Reciprocal Privacy (ReP) for the Social Web

Daniel Weitzner <djweitzner@csail.mit.edu>
MIT Decentralized Information Group
12 December 2007

This document: http://dig.csail.mit.edu/2007/12/rep.html

Earlier version at http://dig.csail.mit.edu/2007/12/rep-v0-01.html

Status: in progress. draft 0.02 (18 Feb 2008)

Overview

This is a proposal to re-establish privacy boundaries in social networking environment. ReP defines a minimum set of restrictions on usage of personal information as well as on the public assertions that may or may not be made based on inferences from social network data. Accountability to these rules will be achieved through social consensus along with a technical assistance from tools that help participants in the social network. The policy vocabulary defined here is designed to help participants in social networks signal to each other about their own personal privacy boundaries.

With this vocabulary, social networks will be able to keep those privacy rules associated with individual elements of personal information as that data is woven into the growing Giant Global Graph of personal information. Most importantly, I hope ReP can become the basis of not just a social consensus. But also, ReP can be platform on which to build application widgets and other tools that

help users to declare their privacy boundaries
help those who user personal information in social networks (everyone) to be aware of these boundaries, and
provide a light weight layer of accountability to encourage Web users to respect each others stated privacy boundaries.

ReP is designed with some though in mind to legal rules that might come along in the future to add weight to the privacy boundaries that users seek to establish. Those legal frameworks, if they come at all, will come later. They have a chance of emerging if it looks like this accountability approach to social network privacy is a good idea, but social consensus will have to gell before legal rules can be created.

Background

Today, more and more social networks are coming onto the Web and are working to share more data across the previously-established boundaries that have previously separate these networks (Open Social and Social Graph APIs, for example.). Participants in social networks should have the benefit of widely shared agreements about how the information they present in those networks will be used. To encourage the development of these social and legal privacy norms, we need a simple policy language for expressing rules associated with personal information, and a reliable, scalable mechanism for assessing accountability with those rules. We propose a new protocol by which those who share personal information on the Web can have increased confidence that this information will be used in a transparent manner and that users of the personal information will be able to be held accountable to comply with the stated usage rules.

Privacy policies and associated technologies should eventually provide individuals harmed by breaches with legal recourse against those who abuse the norms of information usage. Hence, agreements must be clear and structured in a manner that there is a chance that the existing legal system could provide a remedy for harm. We should neither expect nor require than a single set of norms will be adequate for all users, all social networking contexts or all cultures, but there should be a common framework and a basic policy vocabulary that can express commonly used rules and be easily extended.

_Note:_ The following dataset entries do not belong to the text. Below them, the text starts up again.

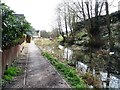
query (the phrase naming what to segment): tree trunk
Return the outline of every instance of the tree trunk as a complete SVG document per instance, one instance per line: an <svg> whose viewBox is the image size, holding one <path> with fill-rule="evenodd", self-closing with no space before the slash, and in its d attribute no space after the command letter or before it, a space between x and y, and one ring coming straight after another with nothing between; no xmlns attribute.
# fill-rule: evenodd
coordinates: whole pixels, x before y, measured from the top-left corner
<svg viewBox="0 0 120 90"><path fill-rule="evenodd" d="M108 9L108 1L105 2L106 6L106 22L107 22L107 29L108 29L108 35L109 35L109 45L110 48L113 47L113 41L112 41L112 33L110 29L110 16L109 16L109 9Z"/></svg>

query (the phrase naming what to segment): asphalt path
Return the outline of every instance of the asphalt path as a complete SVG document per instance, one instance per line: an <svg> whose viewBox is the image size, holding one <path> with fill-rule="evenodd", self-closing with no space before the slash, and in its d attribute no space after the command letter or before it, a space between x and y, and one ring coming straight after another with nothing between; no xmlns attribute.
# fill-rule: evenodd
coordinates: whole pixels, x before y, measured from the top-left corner
<svg viewBox="0 0 120 90"><path fill-rule="evenodd" d="M24 47L17 64L24 73L4 88L70 88L34 42Z"/></svg>

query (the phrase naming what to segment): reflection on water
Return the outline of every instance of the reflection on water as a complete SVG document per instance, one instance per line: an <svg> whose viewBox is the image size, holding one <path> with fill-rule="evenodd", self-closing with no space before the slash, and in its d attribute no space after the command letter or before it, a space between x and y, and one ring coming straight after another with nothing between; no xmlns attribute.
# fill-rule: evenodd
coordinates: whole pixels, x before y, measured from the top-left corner
<svg viewBox="0 0 120 90"><path fill-rule="evenodd" d="M68 49L68 48L65 48L64 49L64 58L67 59L68 61L72 60L72 54L73 54L73 51Z"/></svg>
<svg viewBox="0 0 120 90"><path fill-rule="evenodd" d="M109 88L120 88L120 78L115 75L110 75L110 78L107 78L107 74L105 72L100 72L101 80L103 81L104 87L106 87L105 81L109 79Z"/></svg>
<svg viewBox="0 0 120 90"><path fill-rule="evenodd" d="M84 74L88 70L88 66L85 65L84 63L80 62L80 61L77 62L76 67L78 68L78 70L82 71Z"/></svg>
<svg viewBox="0 0 120 90"><path fill-rule="evenodd" d="M70 48L65 48L64 49L64 54L63 57L65 59L67 59L69 62L75 61L74 57L76 57L76 54L79 54L78 51L76 51L76 54L73 54L75 51L70 49ZM107 87L107 84L109 85L109 88L120 88L120 75L115 75L110 73L110 77L108 77L108 73L107 71L105 71L105 65L103 63L106 62L102 62L101 61L91 61L90 62L81 62L83 60L80 59L80 56L77 56L76 62L74 64L76 64L76 68L77 70L79 70L82 73L86 73L89 71L92 71L92 74L94 76L99 76L99 79L102 81L102 85L104 88ZM87 59L87 57L86 57Z"/></svg>
<svg viewBox="0 0 120 90"><path fill-rule="evenodd" d="M115 71L112 69L110 71L110 77L108 78L108 71L107 71L107 58L99 58L95 57L92 55L94 58L90 59L87 54L82 54L81 50L86 50L88 51L88 48L75 48L74 50L71 47L65 48L64 46L59 45L57 48L56 47L45 47L42 48L44 51L48 51L50 53L54 53L58 58L61 59L66 59L68 63L72 63L73 66L76 67L78 72L82 72L83 74L86 72L91 72L93 76L97 77L102 81L102 87L106 88L109 84L109 88L120 88L120 75L116 75L112 73ZM84 57L84 58L83 58ZM99 59L98 59L99 58ZM106 61L105 61L106 60ZM117 60L117 59L116 59ZM119 60L117 62L115 61L115 64L112 65L113 67L110 68L117 68L118 72L120 70L119 68Z"/></svg>

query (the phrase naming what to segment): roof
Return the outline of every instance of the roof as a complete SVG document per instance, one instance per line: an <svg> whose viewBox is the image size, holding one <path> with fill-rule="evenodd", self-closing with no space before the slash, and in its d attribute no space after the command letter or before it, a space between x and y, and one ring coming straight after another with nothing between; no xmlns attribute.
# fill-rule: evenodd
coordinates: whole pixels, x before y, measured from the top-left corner
<svg viewBox="0 0 120 90"><path fill-rule="evenodd" d="M16 17L25 18L24 14L14 14Z"/></svg>

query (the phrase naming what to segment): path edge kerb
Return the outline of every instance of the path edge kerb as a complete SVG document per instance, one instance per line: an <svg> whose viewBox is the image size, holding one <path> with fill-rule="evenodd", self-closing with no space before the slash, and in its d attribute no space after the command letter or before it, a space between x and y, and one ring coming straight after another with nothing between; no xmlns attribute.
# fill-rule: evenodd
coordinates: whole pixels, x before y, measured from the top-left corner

The key to sharing personal information across a diversity of privacy policy frameworks is to establish legal and technical mechanisms that ensures a baseline of social and legal accountability across varying rulesets. Participants in the ReP web must agree as a condition of accessing anyone else's personal information that usage of personal information will be tagged with self-reported provenance information including the identify of the user and the sources of the personal information being used. Further, anyone who uses the personal information must agree to require that the same set of rules (both the logging requirement and whatever usage rules came with the data) be applied to any subsequent users of the data. This provenance will allow the data subject to check that a specific usage of personal information complies with the specified usage limitations, and to follow the trail of accountability from the initial access of the data through to the final usage event.

This copy-left-inspired viral policy is the most effective way to assure that the original rules associated with personal data are respected as that data is re-used over and over again in a variety of contexts. In the event of misuse, the provenance data will provide a means to locate the mis-user and seek correction or other redress. In many cases where such unauthorized use does real harm to the data subject, it will be possible with some amount of forensic effort will find the mis-user and enable redress. Of course, there will be anonymous mis-users of personal information. We cannot insulate Web users from those risks with ReP, but neither can any other privacy protection strategy that is feasible in an inherently open information environment.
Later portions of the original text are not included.